I've been slowly working my way though the exercises in Structure and Interpretation of Computer Programs. Section 1.1.5 talks about applicative vs. normal-order evaluation, and the topic has come up several times in the text afterward. Since the interpreter uses applicative-order evaluation, it's easy to just insert
display debug statements in your code to see exactly how it works. It would help my understanding to be able to do the same thing for normal-order evaluation.
Does anyone know of a Scheme (or Lisp) interpreter that's implemented using normal-order evaluation instead of applicative-order?
Here's a short example modified from the one given in SICP. I'll define my own
add procedure to print out the arguments, and use the
square procedure from the book.
(define (add x y) (display x) (display y) (newline) (+ x y)) (define (square x) (* x x))

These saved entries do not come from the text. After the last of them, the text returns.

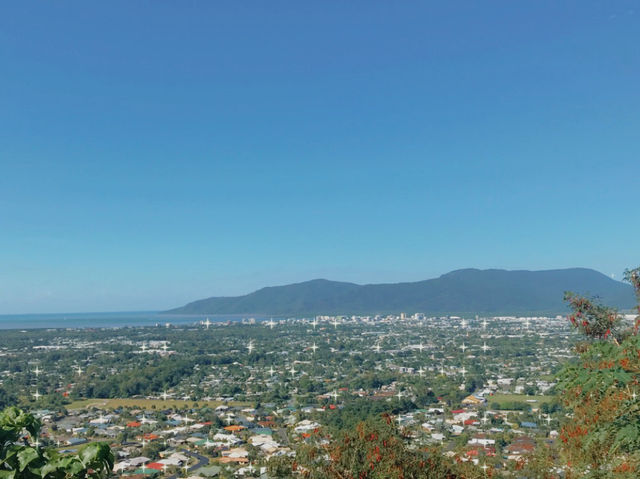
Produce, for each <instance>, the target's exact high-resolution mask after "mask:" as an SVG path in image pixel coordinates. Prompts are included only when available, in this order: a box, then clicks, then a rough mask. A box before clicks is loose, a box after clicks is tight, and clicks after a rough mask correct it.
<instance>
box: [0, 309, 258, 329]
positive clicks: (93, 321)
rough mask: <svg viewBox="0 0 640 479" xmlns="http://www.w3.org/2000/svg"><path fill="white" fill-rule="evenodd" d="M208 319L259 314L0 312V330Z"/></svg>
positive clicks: (100, 327)
mask: <svg viewBox="0 0 640 479" xmlns="http://www.w3.org/2000/svg"><path fill="white" fill-rule="evenodd" d="M206 318H209V320H210V321H211V322H216V323H217V322H226V321H242V320H248V319H250V318H254V319H255V320H256V321H265V320H268V319H269V318H265V317H262V316H246V315H245V316H234V315H228V316H211V315H210V316H197V315H177V314H176V315H174V314H160V313H158V312H156V311H134V312H119V313H51V314H4V315H0V329H49V328H72V329H77V328H124V327H129V326H164V325H166V324H167V323H168V324H172V325H189V324H194V325H195V324H197V323H200V322H201V321H205V320H206Z"/></svg>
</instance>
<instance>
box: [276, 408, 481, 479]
mask: <svg viewBox="0 0 640 479" xmlns="http://www.w3.org/2000/svg"><path fill="white" fill-rule="evenodd" d="M298 452H299V454H298V455H297V456H296V460H295V461H294V462H293V463H292V469H293V470H294V471H298V472H300V473H301V474H302V476H303V477H306V478H309V479H321V478H322V479H342V478H352V479H354V478H358V479H401V478H402V479H436V478H437V479H442V478H449V479H455V478H463V477H482V471H479V470H478V469H476V468H475V466H473V465H472V464H456V463H454V462H453V461H450V460H448V459H447V458H445V456H444V455H442V454H441V451H440V450H438V449H411V448H410V447H408V437H407V436H405V434H404V432H403V431H402V430H401V429H399V428H398V427H397V426H396V425H395V421H394V419H393V418H392V417H391V416H389V415H387V414H383V415H382V416H378V417H376V418H370V419H368V420H367V421H364V422H361V423H359V424H357V425H356V427H355V428H352V429H347V430H344V431H342V432H340V433H339V434H337V435H336V436H335V437H334V438H332V440H331V441H330V442H329V443H328V444H323V443H322V442H318V444H313V445H309V446H308V447H306V448H301V449H300V450H299V451H298ZM282 466H283V465H282V464H279V467H282ZM284 477H287V476H284Z"/></svg>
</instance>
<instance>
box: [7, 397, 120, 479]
mask: <svg viewBox="0 0 640 479" xmlns="http://www.w3.org/2000/svg"><path fill="white" fill-rule="evenodd" d="M41 427H42V424H41V423H40V421H39V420H37V419H36V418H35V417H34V416H33V415H31V414H28V413H25V412H24V411H22V410H20V409H18V408H16V407H8V408H6V409H5V410H4V411H2V412H1V413H0V479H36V478H37V479H72V478H79V479H101V478H106V477H108V476H109V474H110V473H111V470H112V469H113V464H114V457H113V453H112V452H111V449H110V448H109V446H108V445H107V444H105V443H92V444H87V445H86V446H85V447H84V448H82V449H81V450H80V452H79V453H78V454H77V455H62V454H59V453H58V452H57V451H56V450H55V449H51V448H42V447H40V445H39V441H38V439H37V438H38V435H39V433H40V429H41Z"/></svg>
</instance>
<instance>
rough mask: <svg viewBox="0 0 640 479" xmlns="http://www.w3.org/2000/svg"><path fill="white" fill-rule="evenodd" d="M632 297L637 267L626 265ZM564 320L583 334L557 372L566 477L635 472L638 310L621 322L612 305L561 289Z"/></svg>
mask: <svg viewBox="0 0 640 479" xmlns="http://www.w3.org/2000/svg"><path fill="white" fill-rule="evenodd" d="M626 279H627V280H628V281H629V282H631V283H632V285H633V286H634V288H635V291H636V295H637V297H638V307H637V309H638V312H639V313H640V268H639V269H635V270H631V271H627V273H626ZM566 298H567V301H568V302H569V304H570V306H571V308H572V310H573V312H572V314H571V315H570V316H569V320H570V321H571V323H572V324H573V326H574V327H575V328H576V329H577V330H579V331H580V332H581V333H582V334H583V335H584V336H585V341H583V342H581V343H579V344H578V345H577V347H576V351H577V353H578V354H579V359H578V361H577V362H576V363H574V364H571V365H569V366H567V367H566V368H565V369H564V371H563V372H562V374H561V376H560V377H561V383H560V385H559V389H560V390H562V391H563V392H562V399H563V401H564V404H565V406H566V407H567V408H568V409H569V410H570V411H571V412H572V417H571V419H570V421H568V422H567V423H566V424H564V426H563V428H562V431H561V435H560V439H561V442H562V453H563V454H564V457H565V460H566V463H567V477H569V478H578V477H581V478H583V477H584V478H609V477H629V478H631V477H638V474H640V383H639V379H640V336H639V335H638V326H639V325H640V316H638V318H637V319H636V320H635V323H634V324H633V325H625V323H624V322H623V319H622V317H621V315H619V314H618V312H617V311H616V310H615V309H613V308H609V307H607V306H604V305H602V304H600V303H598V302H597V301H596V300H594V299H589V298H585V297H581V296H577V295H573V294H567V296H566Z"/></svg>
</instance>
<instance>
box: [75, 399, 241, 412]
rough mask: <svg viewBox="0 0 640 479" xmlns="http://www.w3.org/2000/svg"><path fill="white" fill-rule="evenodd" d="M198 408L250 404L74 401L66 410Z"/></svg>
mask: <svg viewBox="0 0 640 479" xmlns="http://www.w3.org/2000/svg"><path fill="white" fill-rule="evenodd" d="M196 404H197V405H198V406H199V407H204V406H208V407H211V408H215V407H218V406H220V405H221V404H225V405H227V406H244V407H251V406H253V404H252V403H249V402H239V401H231V402H227V403H223V402H222V401H183V400H181V399H167V400H166V401H165V400H164V399H124V398H115V399H84V400H82V401H74V402H72V403H71V404H69V405H68V406H66V408H67V409H87V408H90V407H98V408H102V409H116V408H119V407H134V408H140V409H153V406H155V409H166V408H171V409H188V408H193V407H195V405H196Z"/></svg>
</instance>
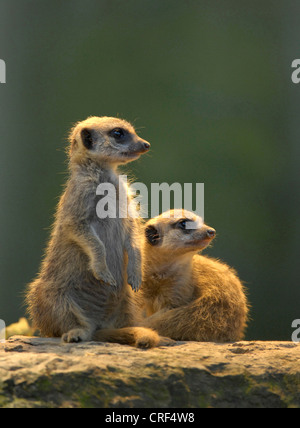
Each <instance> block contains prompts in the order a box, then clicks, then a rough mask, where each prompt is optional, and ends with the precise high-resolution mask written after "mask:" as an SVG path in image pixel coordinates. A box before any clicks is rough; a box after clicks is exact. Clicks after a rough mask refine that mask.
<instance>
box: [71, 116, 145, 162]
mask: <svg viewBox="0 0 300 428" xmlns="http://www.w3.org/2000/svg"><path fill="white" fill-rule="evenodd" d="M70 144H71V147H70V160H71V162H75V163H80V162H82V161H84V160H85V159H91V160H94V161H95V162H97V163H107V164H111V165H121V164H125V163H128V162H132V161H134V160H136V159H138V158H139V157H140V156H141V155H142V154H144V153H146V152H148V151H149V149H150V144H149V143H148V142H147V141H145V140H143V139H142V138H140V137H139V136H138V135H137V134H136V132H135V129H134V128H133V126H132V125H131V124H130V123H128V122H126V121H125V120H121V119H117V118H113V117H89V118H88V119H86V120H84V121H83V122H79V123H77V124H76V125H75V126H74V128H73V129H72V131H71V133H70Z"/></svg>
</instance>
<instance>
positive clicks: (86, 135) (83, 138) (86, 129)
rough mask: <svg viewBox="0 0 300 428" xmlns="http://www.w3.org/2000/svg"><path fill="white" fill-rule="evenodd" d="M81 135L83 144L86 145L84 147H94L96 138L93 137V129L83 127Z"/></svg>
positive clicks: (88, 147)
mask: <svg viewBox="0 0 300 428" xmlns="http://www.w3.org/2000/svg"><path fill="white" fill-rule="evenodd" d="M80 135H81V139H82V144H83V145H84V147H85V148H86V149H87V150H91V149H92V148H93V144H94V138H93V134H92V131H90V130H89V129H87V128H83V129H82V131H81V133H80Z"/></svg>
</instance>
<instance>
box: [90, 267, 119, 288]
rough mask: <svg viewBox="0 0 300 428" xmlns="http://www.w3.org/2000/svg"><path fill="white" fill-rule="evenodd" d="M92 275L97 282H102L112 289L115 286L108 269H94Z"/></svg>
mask: <svg viewBox="0 0 300 428" xmlns="http://www.w3.org/2000/svg"><path fill="white" fill-rule="evenodd" d="M93 274H94V276H95V278H96V279H98V280H99V281H102V282H104V283H105V284H107V285H111V286H112V287H116V286H117V282H116V280H115V278H114V277H113V275H112V274H111V272H110V270H109V269H108V267H106V268H101V267H96V268H95V267H94V269H93Z"/></svg>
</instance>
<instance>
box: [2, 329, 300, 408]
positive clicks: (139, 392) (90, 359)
mask: <svg viewBox="0 0 300 428" xmlns="http://www.w3.org/2000/svg"><path fill="white" fill-rule="evenodd" d="M0 407H14V408H20V407H71V408H72V407H84V408H86V407H106V408H118V407H120V408H128V407H134V408H139V407H141V408H151V407H152V408H164V407H165V408H166V407H171V408H176V407H177V408H179V407H181V408H183V407H184V408H188V407H190V408H198V407H265V408H270V407H275V408H280V407H300V345H299V344H294V343H291V342H239V343H234V344H215V343H196V342H185V343H183V342H178V343H177V344H176V345H175V346H172V347H162V348H156V349H152V350H148V351H143V350H139V349H135V348H131V347H128V346H122V345H118V344H106V343H105V344H103V343H95V342H88V343H81V344H62V343H61V342H60V340H59V339H42V338H36V337H22V336H14V337H12V338H10V339H9V340H8V341H6V343H4V344H0Z"/></svg>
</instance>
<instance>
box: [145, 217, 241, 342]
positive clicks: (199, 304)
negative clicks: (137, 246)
mask: <svg viewBox="0 0 300 428" xmlns="http://www.w3.org/2000/svg"><path fill="white" fill-rule="evenodd" d="M166 215H167V218H164V217H163V216H160V217H157V218H154V219H152V220H150V221H149V222H148V223H147V225H146V228H145V236H146V237H145V242H144V254H143V259H144V266H145V276H144V281H143V285H142V289H141V292H142V294H141V296H140V297H139V298H140V299H141V302H142V304H143V305H144V307H145V309H146V312H147V315H148V318H146V320H144V321H143V325H144V326H147V327H150V328H153V329H154V330H156V331H157V332H158V333H159V334H160V335H162V336H168V337H170V338H172V339H174V340H193V341H215V342H232V341H237V340H240V339H242V338H243V335H244V330H245V327H246V323H247V316H248V304H247V299H246V297H245V293H244V288H243V285H242V283H241V281H240V280H239V278H238V276H237V274H236V272H235V271H234V270H233V269H232V268H230V267H228V266H227V265H226V264H225V263H223V262H220V261H218V260H214V259H211V258H208V257H204V256H202V255H198V254H197V253H198V252H199V251H201V250H203V249H204V248H205V247H207V246H208V245H209V243H210V242H211V241H212V239H213V238H214V236H215V231H214V230H213V229H211V228H209V227H208V226H206V225H204V224H203V223H201V219H200V218H198V217H196V216H195V215H194V214H192V213H190V212H188V211H181V210H175V211H171V212H170V213H165V214H164V216H166ZM183 220H188V221H189V220H192V221H194V222H195V223H194V224H195V227H196V228H195V229H192V230H189V231H187V230H184V229H183V227H182V226H180V221H181V222H182V221H183Z"/></svg>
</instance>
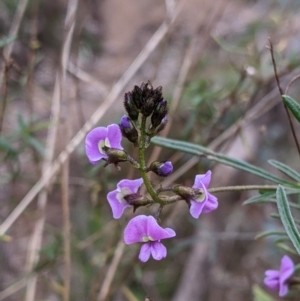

Now if I run the short program
(square (add 1 2)) using applicative-order evaluation, the result of
(add 1 2) will only be computed once then passed to the
square procedure. The operands
12 should be printed once before the final result. We can just run this in an interpreter to verify that this is what happens.
> (square (add 1 2)) 12 9
Using normal-order evaluation, though, the single operand
(add 1 2) should be copied into the
square procedure, which would evaluate as
(* (add 1 2) (add 1 2)). The operands
12 should be printed twice before the final result.
I'd like to be able to run this in an interpreter that does normal-order evaluation to verify that this is indeed how it works.